While concentrating on trying to find a way to support and raise a family, interests in Mesoamerica lingered in my reading. Eventually, it was the Internet that provided the impetus to reintegrate my academic interests and love for the Book of Mormon. While participating on a fascinating email list, the owner/moderator of the list asked if I would be willing to write a weekly column. I remembered James Faulconer‘s book entitled Scripture Study: Tools and Suggestions (FARMS, 1999). Faulconer suggested that one might go through the scriptures slowly and to ask lots of questions of them. Having read several scholarly commentaries on books of the Bible, I keenly felt the lack of a similarly scholarly and comprehensive commentary for the Book of Mormon. I agreed to do the article as an ongoing commentary on the Book of Mormon that would go slowly so as to be able to ask lots of questions of the text.
It has been a fascinating project and in some ways a blind leap of faith. Considering my background in Mesoamerican religious ethnohistory and Sorenson’s foundational work, I determined to read the text against a Mesoamerican historical and cultural background. When I started, I didn’t know if it would work, but I began as though it would. I soon found that whenever I attempted to look ahead I was going to be wrong. I had to plug along a verse at a time. It was not so much a process of fitting the Book of Mormon into a Mesoamerican setting as it was the text opening my eyes to the world in which it was written. The authors had to tell me their story; I couldn’t impose one on them. Why did the people in the Book of Mormon have the specific problems they had? Why did Nephite apostasy always take a very similar form? Why was victory defined so differently from my understanding of European history? Why did some faith-promoting stories in the text make so little sense if you looked at the story carefully? The authors seemed to patiently explain how their particular culture at their particular time provided the background that seemed to naturally answer such questions. Of course, I mean that metaphorically. The text, seen through the plodding and gradual travel through time and space, was not only a different kind of fit than I had imagined, it was a better one.
The Book of Mormon is very different from what I read as a teenager or even as a young father. The text is the same, but now I read about some of my best friends. They were real people with real lives, real problems, and, perhaps best of all, real solutions. Even after the commentary was published, the Book of Mormon keeps reminding me that there is even more to its story. I had thought I would have finished, but it seems that there is still more to understand. The Book of Mormon has become richer, more nuanced, more understandable—yet no more true. The Book that Mormon created was written by a very human man. It was translated by a very human man. Nevertheless, both Mormon and Joseph were touched by the divine, and it is the divine that shines in and through the text. It makes so much more sense to my mind as I understand it against history. The divine in it continues to make sense to my heart. It always did. It always will.
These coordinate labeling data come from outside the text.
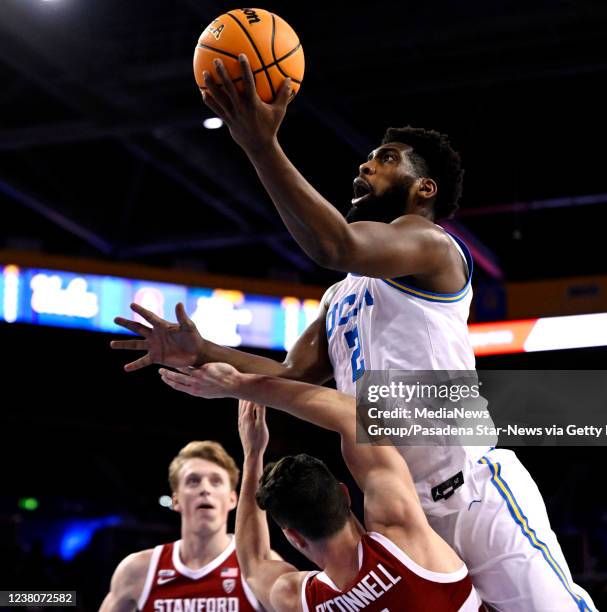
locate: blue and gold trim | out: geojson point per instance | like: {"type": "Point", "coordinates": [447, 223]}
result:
{"type": "Point", "coordinates": [521, 520]}
{"type": "Point", "coordinates": [397, 283]}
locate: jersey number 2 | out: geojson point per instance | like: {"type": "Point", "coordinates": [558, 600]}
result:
{"type": "Point", "coordinates": [358, 367]}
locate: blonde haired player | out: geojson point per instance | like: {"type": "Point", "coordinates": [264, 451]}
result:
{"type": "Point", "coordinates": [403, 305]}
{"type": "Point", "coordinates": [200, 571]}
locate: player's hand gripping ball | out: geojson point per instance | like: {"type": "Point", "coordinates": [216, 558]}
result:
{"type": "Point", "coordinates": [272, 46]}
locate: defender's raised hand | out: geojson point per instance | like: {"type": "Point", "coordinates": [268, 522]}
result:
{"type": "Point", "coordinates": [252, 123]}
{"type": "Point", "coordinates": [172, 344]}
{"type": "Point", "coordinates": [210, 380]}
{"type": "Point", "coordinates": [252, 428]}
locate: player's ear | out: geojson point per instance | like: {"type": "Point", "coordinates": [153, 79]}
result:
{"type": "Point", "coordinates": [175, 503]}
{"type": "Point", "coordinates": [346, 493]}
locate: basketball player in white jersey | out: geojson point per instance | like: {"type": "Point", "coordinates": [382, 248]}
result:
{"type": "Point", "coordinates": [399, 564]}
{"type": "Point", "coordinates": [403, 306]}
{"type": "Point", "coordinates": [200, 571]}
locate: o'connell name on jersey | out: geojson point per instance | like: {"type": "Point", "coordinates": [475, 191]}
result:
{"type": "Point", "coordinates": [390, 581]}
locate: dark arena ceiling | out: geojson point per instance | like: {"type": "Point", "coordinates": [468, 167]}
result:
{"type": "Point", "coordinates": [103, 153]}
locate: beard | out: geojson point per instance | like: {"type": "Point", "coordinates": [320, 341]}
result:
{"type": "Point", "coordinates": [383, 208]}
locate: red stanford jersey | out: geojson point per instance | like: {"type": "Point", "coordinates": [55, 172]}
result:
{"type": "Point", "coordinates": [170, 586]}
{"type": "Point", "coordinates": [390, 581]}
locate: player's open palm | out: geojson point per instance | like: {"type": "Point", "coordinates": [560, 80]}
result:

Posted February 2011 on FairMormon.org
Brant A. Gardner received a master’s degree in anthropology at the State University of New York, Albany. He published articles on the Aztec Legend of the Suns and Aztec kinship terminology in its descriptive and social uses. From 2007-2008, Greg Kofford Books published his six-volume Second Witness: Analytical and Contextual Commentary on the Book of Mormon. Married to the former Valerie Carroll, with whom he has four children and eleven grandchildren, he lives in New Mexico, where he works as a sales engineer in a software firm.